On April 8, the U.S. Securities and Exchange Commission (SEC) settled FCPA claims in an Administrative Proceeding against Oregon-based FLIR Systems Inc. (FLIR), which agreed to pay more than $9.5 million and report its FCPA compliance efforts to the SEC for the next two years to resolve the FCPA claims. The corporate settlement follows the SEC’s settlementlast year of charges with two FLIR employees.

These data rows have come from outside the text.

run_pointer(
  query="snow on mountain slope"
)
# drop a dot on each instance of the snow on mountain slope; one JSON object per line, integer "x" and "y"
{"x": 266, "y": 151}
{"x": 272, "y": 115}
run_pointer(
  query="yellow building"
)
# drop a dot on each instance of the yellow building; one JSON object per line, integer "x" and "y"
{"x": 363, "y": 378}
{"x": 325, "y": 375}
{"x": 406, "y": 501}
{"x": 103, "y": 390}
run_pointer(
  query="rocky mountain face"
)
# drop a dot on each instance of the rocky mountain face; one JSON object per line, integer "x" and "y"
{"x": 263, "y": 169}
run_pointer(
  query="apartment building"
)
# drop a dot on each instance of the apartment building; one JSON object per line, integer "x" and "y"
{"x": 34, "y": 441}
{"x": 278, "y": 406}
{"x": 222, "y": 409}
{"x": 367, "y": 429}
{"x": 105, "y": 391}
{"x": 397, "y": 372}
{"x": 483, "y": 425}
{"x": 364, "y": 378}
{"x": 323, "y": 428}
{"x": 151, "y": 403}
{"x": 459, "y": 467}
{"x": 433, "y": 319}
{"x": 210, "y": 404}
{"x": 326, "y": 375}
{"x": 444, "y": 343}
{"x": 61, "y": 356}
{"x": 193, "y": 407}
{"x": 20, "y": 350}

The SEC’s settlement Order against FLIR—a developer of infrared technology for use in binoculars and other sensing products and systems—described violations of the FCPA’s anti-bribery, books and records, and internal control provisions in connection with FLIR’s activities in the Middle East, most notably unlawful travel, gifts, and entertainment to foreign officials in Saudi Arabia to obtain or retain business. This included expensive watches and personal travel, which was referred to as a “world tour” by FLIR employees. The “world tour” sent Saudi officials on a 20-night trip that included stops in Casablanca, Paris, Dubai, Beirut, and New York City. FLIR then allegedly falsely recorded the value of the gifts and the extent and nature of the travel in its books and records as legitimate business expenses and failed to catch the improper payments due to poor internal controls.
According to the Order, FLIR cooperated with the SEC’s investigation and self-reported the conduct. FLIR consented to the Order without admitting or denying the findings and agreed to pay disgorgement of $7,534,000, prejudgment interest of $970,584, and a penalty of $1 million for a total of $9,504,584.